Here are 4 of the main metrics of error when it comes to linear regression. $\hat{y}$ is our model's predicted value:
- __Mean Absolute Error:__ This one treats all error equally. In other words, major outlier don't have a up-scaled effect on the total error when compared to smaller error terms.

### $$\epsilon_{mae} = \frac{1}{n}\sum_{i=0}^n |y_i - \hat{y_i}|$$


- __Mean Squared Error:__ This type of error penalizes error terms by squaring them. This might result in one or two outliers in the data causing an over-estimation of error in the model. On the other hand, if large outliers are particularly undesireable, this method will notify us of that type of error more quickly. 

### $$\epsilon_{mse} = \frac{1}{n}\sum_{i=0}^n (y_i - \hat{y_i})^2$$

- __Root Mean Squared Error:__ The square root of Mean Squared Error. It's pretty hard to find any reading about when or or why to use this instead of just using MSE. 

### $$\epsilon_{rmse} = \sqrt{\frac{1}{n}\sum_{i=0}^n (y_i - \hat{y_i})^2}$$

- __$R^2$ AKA Coefficient of Determination:__ Conceptually, $R^2$ is a measure of performance that tells us how much better (or worse) our model is than a model who just predicts the average every time. Mathematically, we are taking the difference the variance of the dependant variable from the average value and the variance of the actual values from the predicted values of our model. We want to see which one is larger. In the formula below, note that if variance from the mean is larger than variance from the predicted values, we get a positive number. If the variance of the data from our predicted values is larger, we get a negative number. 

### $$R^2 = \frac{Var(Y) - Var(Y)_{reg}}{Var(Y)} = 1 - \frac{Var(Y)_{reg}}{Var(Y)} $$

## Further Explanation of $R^2$ Values

To explain $Var(Y)_{reg}$ the "variance of the regression model", let's look at the general definition of variance using $N$ equally likely outcomes:

### $$\text{Var}(Y) = E[(Y - E[Y])^2] = \frac{1}{N}\sum  ({y_i} - {\mu})^2 = \sigma^2$$

In this general definition, we are looking at the expectation of the sqared difference between the variable and its average value $E[(Y - \mu)^2]$. When we want to talk about the variance of the regression model, we are talking about the expectation of the squared difference between the actual values and our predicted ones. This is technically termed the __residual sum of squares__: 

### $$\text{Var}(Y)_{regression} = \frac{1}{N}\sum ({y_i} - \hat{y})^2 = \epsilon_{mse}$$

Notice that this is just the definition of _mean squared error_ from above. 

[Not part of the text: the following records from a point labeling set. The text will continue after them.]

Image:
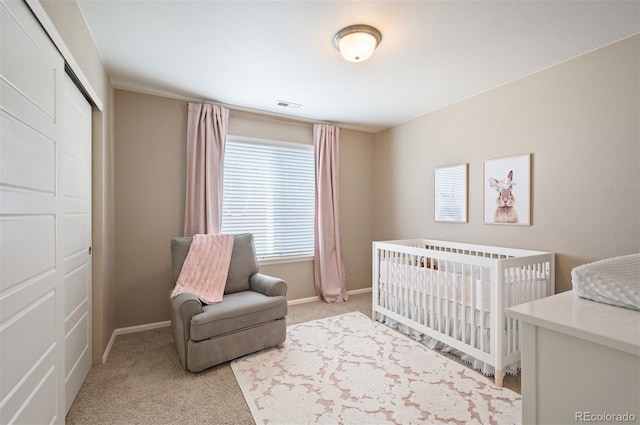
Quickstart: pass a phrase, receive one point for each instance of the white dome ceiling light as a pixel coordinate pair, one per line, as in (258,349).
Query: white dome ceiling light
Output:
(356,43)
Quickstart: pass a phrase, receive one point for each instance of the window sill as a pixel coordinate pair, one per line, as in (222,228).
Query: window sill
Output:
(283,260)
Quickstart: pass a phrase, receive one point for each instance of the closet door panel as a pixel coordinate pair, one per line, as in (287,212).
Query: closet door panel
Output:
(76,183)
(32,270)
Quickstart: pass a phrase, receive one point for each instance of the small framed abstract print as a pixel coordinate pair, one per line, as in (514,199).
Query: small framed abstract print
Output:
(450,194)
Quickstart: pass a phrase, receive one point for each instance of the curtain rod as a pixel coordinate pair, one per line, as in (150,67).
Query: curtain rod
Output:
(234,108)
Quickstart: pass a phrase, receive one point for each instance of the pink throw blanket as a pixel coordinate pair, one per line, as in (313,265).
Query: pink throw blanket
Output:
(205,269)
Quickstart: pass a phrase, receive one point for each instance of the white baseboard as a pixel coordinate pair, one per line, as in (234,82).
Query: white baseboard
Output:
(140,328)
(129,330)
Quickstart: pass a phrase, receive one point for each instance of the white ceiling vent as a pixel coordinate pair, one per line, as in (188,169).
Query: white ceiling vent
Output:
(291,105)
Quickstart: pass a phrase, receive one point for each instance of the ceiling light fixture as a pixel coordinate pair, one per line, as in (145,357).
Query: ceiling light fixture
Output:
(356,43)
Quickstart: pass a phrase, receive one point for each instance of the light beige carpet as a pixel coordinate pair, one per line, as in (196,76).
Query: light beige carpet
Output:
(143,382)
(348,369)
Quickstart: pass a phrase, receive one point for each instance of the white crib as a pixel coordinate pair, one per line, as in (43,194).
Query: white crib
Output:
(449,291)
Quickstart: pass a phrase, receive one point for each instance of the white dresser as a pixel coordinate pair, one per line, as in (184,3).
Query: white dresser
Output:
(580,361)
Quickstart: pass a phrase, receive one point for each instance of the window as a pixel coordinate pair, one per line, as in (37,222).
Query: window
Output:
(269,190)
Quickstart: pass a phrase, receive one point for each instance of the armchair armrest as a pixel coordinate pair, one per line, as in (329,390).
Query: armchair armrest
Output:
(183,308)
(268,285)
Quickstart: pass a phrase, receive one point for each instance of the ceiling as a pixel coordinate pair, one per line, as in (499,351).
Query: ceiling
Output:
(250,54)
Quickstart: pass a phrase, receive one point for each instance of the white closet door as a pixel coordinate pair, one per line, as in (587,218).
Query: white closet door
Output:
(76,183)
(36,211)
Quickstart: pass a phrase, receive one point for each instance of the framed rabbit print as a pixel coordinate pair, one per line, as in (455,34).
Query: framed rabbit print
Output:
(507,190)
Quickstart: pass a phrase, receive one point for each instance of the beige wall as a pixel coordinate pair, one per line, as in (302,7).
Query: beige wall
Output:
(70,25)
(579,120)
(150,158)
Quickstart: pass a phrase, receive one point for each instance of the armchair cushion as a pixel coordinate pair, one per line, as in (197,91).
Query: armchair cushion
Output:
(237,311)
(243,261)
(243,264)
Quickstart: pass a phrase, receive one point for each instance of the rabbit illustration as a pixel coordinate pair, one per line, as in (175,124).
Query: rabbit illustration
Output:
(505,213)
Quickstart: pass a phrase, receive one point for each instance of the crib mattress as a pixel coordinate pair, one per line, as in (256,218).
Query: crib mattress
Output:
(614,281)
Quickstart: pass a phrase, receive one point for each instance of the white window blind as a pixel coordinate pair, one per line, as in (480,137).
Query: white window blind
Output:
(269,191)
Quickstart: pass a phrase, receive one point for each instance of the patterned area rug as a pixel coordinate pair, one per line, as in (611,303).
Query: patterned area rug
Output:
(349,369)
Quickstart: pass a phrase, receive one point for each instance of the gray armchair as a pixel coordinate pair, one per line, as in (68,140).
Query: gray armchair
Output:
(250,317)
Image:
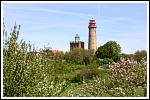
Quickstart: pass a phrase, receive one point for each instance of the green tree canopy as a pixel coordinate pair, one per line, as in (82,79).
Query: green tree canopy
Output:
(110,50)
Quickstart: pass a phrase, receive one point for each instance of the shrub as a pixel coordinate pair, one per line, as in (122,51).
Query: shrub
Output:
(26,74)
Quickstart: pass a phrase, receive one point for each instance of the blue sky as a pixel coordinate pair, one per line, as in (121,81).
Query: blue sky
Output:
(58,23)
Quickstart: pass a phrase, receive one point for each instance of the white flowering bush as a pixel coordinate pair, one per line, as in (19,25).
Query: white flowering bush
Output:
(26,74)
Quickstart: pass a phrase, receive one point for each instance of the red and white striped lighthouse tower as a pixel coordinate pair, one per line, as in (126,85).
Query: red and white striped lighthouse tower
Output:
(92,43)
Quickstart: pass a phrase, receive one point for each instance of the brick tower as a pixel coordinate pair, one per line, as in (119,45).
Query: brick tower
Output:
(77,43)
(92,43)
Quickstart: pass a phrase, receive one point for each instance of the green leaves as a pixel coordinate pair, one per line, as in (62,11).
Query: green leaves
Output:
(109,50)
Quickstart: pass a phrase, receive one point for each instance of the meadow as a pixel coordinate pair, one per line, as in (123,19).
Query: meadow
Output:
(27,74)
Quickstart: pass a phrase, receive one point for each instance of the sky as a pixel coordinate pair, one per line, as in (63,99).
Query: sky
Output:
(58,23)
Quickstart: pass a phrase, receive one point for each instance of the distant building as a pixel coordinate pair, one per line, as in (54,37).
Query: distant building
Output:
(77,43)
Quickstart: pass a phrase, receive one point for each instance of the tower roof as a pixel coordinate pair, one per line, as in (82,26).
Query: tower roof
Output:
(92,19)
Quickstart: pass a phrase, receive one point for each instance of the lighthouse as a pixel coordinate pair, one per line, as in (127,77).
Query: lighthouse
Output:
(92,43)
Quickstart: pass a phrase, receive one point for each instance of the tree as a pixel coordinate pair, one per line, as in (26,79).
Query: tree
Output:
(109,50)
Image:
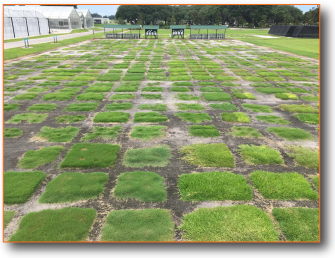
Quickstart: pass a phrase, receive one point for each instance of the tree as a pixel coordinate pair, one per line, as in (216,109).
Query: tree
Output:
(173,20)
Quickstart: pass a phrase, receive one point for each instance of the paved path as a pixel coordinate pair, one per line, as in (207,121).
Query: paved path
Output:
(48,39)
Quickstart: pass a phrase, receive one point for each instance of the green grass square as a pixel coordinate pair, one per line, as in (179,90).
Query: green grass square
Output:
(67,224)
(143,186)
(213,186)
(138,225)
(19,186)
(282,186)
(208,155)
(74,186)
(91,155)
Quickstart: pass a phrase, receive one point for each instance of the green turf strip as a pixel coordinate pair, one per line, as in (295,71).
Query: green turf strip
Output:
(237,223)
(19,186)
(73,186)
(67,224)
(282,186)
(213,186)
(208,155)
(91,155)
(143,186)
(138,225)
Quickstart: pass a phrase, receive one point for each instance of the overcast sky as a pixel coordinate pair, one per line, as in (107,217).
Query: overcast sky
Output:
(111,9)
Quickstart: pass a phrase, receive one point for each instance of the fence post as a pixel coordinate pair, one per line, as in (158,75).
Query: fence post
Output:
(12,26)
(27,26)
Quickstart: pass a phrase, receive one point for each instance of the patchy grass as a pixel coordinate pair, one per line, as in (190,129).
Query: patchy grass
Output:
(298,224)
(224,106)
(19,186)
(148,132)
(58,134)
(313,119)
(68,119)
(8,215)
(157,156)
(246,132)
(258,108)
(11,107)
(208,155)
(148,117)
(291,134)
(271,119)
(12,132)
(111,117)
(119,106)
(74,186)
(203,131)
(43,107)
(26,96)
(29,117)
(143,186)
(67,224)
(122,96)
(236,223)
(304,157)
(138,225)
(282,186)
(194,117)
(91,155)
(298,108)
(103,132)
(236,117)
(35,158)
(262,155)
(213,186)
(88,106)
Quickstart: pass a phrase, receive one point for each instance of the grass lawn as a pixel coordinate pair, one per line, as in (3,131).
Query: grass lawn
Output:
(236,117)
(236,223)
(58,134)
(262,155)
(91,155)
(244,131)
(35,158)
(304,157)
(148,132)
(8,215)
(74,186)
(138,225)
(143,186)
(298,224)
(194,117)
(157,156)
(213,186)
(208,155)
(19,186)
(203,131)
(282,186)
(291,134)
(67,224)
(103,132)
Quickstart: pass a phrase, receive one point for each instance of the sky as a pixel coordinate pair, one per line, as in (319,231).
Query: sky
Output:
(111,9)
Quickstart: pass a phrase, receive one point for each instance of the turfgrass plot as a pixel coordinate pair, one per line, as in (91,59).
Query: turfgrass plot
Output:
(213,186)
(143,186)
(73,186)
(236,223)
(67,224)
(19,186)
(208,155)
(157,156)
(282,186)
(138,225)
(91,155)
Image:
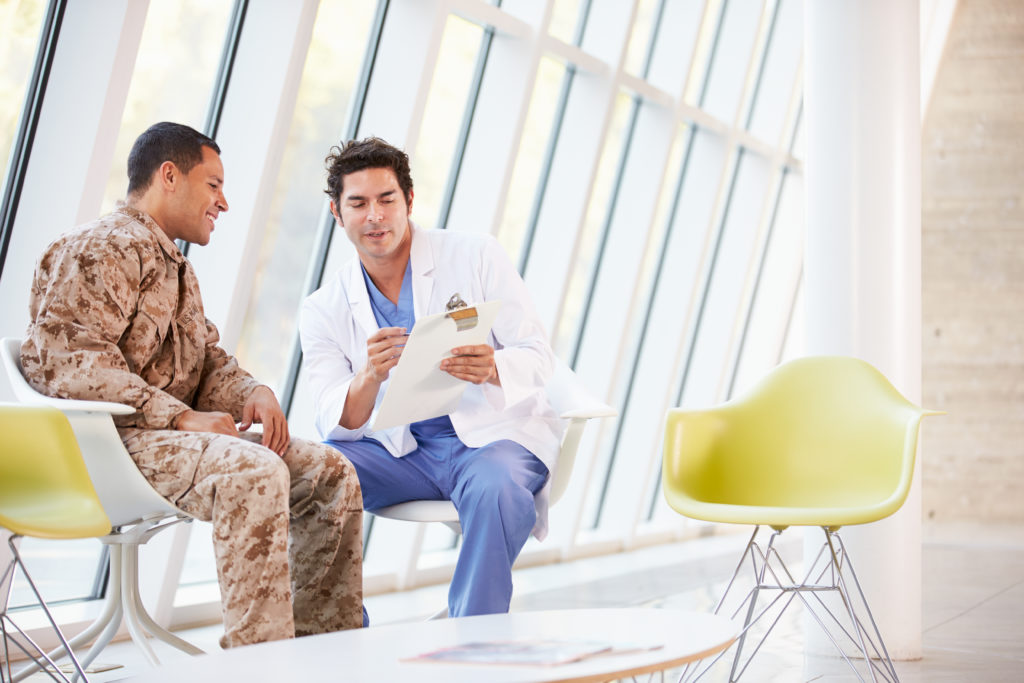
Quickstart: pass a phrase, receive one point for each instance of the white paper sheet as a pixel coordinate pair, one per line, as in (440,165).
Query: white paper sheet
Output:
(418,388)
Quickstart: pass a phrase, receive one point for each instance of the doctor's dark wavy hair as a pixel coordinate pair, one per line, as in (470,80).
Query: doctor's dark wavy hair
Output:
(165,141)
(356,156)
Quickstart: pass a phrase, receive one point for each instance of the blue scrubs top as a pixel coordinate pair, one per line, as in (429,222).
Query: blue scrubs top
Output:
(402,314)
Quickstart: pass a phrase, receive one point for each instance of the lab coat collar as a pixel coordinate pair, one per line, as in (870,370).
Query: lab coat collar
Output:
(422,256)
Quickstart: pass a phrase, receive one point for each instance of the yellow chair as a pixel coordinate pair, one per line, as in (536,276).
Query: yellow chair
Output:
(821,441)
(135,509)
(45,493)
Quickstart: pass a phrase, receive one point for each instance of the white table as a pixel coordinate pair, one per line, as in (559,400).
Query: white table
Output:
(376,654)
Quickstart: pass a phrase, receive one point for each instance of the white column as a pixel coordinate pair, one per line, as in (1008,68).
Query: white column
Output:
(863,249)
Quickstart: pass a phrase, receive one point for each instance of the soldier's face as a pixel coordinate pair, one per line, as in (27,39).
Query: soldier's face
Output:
(374,212)
(200,199)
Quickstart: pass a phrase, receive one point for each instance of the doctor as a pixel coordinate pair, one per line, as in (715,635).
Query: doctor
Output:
(492,456)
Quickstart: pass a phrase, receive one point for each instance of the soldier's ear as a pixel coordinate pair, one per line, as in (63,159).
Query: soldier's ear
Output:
(167,175)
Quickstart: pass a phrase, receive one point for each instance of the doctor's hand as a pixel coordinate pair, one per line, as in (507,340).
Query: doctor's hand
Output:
(473,364)
(383,350)
(262,407)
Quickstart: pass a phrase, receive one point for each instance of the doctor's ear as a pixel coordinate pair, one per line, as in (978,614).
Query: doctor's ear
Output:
(337,216)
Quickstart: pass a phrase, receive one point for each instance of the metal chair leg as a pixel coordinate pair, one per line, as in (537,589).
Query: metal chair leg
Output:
(43,662)
(832,570)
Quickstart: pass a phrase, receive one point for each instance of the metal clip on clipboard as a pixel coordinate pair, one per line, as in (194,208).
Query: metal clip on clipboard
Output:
(463,314)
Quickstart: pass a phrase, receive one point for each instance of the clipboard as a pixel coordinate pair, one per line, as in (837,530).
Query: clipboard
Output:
(418,388)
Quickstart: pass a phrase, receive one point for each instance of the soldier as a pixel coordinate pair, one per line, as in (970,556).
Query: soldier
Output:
(117,315)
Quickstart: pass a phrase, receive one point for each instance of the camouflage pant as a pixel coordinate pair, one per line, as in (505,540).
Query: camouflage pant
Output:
(247,492)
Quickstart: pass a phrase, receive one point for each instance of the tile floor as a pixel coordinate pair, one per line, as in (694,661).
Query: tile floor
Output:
(973,598)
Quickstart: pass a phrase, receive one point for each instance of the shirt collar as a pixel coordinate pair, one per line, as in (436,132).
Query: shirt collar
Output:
(165,242)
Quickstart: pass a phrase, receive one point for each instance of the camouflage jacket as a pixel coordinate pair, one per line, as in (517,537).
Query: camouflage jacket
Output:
(116,314)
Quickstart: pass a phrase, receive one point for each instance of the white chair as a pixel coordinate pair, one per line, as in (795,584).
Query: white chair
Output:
(572,402)
(136,511)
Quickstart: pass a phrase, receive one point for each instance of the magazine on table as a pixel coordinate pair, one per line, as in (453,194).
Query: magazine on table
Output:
(535,652)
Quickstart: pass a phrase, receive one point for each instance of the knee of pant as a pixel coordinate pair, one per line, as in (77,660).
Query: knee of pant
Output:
(510,500)
(264,476)
(338,473)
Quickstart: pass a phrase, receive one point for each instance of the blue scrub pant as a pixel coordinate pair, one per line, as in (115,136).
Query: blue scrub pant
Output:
(492,487)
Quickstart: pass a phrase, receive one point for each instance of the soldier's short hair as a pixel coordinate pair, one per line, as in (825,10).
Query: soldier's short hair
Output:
(165,141)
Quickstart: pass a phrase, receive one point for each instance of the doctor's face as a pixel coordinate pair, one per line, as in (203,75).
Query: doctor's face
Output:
(373,210)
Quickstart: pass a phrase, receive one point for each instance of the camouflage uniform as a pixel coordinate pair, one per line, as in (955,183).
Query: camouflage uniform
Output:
(117,315)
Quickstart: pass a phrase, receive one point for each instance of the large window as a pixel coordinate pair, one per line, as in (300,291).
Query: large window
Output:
(174,77)
(639,162)
(20,22)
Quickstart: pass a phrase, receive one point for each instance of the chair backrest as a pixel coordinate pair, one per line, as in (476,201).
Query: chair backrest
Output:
(126,495)
(572,401)
(825,432)
(45,489)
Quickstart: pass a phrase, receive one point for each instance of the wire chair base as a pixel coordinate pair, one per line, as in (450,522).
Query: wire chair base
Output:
(12,634)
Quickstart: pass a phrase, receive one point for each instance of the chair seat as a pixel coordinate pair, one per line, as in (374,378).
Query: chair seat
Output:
(420,511)
(68,517)
(779,516)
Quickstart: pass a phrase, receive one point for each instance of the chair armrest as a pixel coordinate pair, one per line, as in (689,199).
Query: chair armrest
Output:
(590,412)
(78,406)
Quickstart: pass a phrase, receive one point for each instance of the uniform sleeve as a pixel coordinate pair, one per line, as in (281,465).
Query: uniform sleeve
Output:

### The values for these various error metrics can easily be calculated by Scikit-Learn:

In [30]:

from IPython.utils import io
with io.capture_output() as captured:
    %run linear_regression_02.ipynb 

mae = metrics.mean_absolute_error(y_test, y_pred)
mse = metrics.mean_squared_error(y_test, y_pred)
rmse = np.sqrt(metrics.mean_squared_error(y_test, y_pred))
r2 = metrics.r2_score(y_test, y_pred)

r2

0.7031965697808809

Deciding what kind of error metric to use is application specific. If your data has outliers that are just noise rather than actual values that you might care about, MAE might be a better choice. It is less sensitive to outliers and therefore will give a more accurate accounting of error for the context in which outliers matter less. However, if your data has large outliers that might be particularly meaningful, we would want to know how they impact our model. In this case, using MSE would be a more appropriate choice.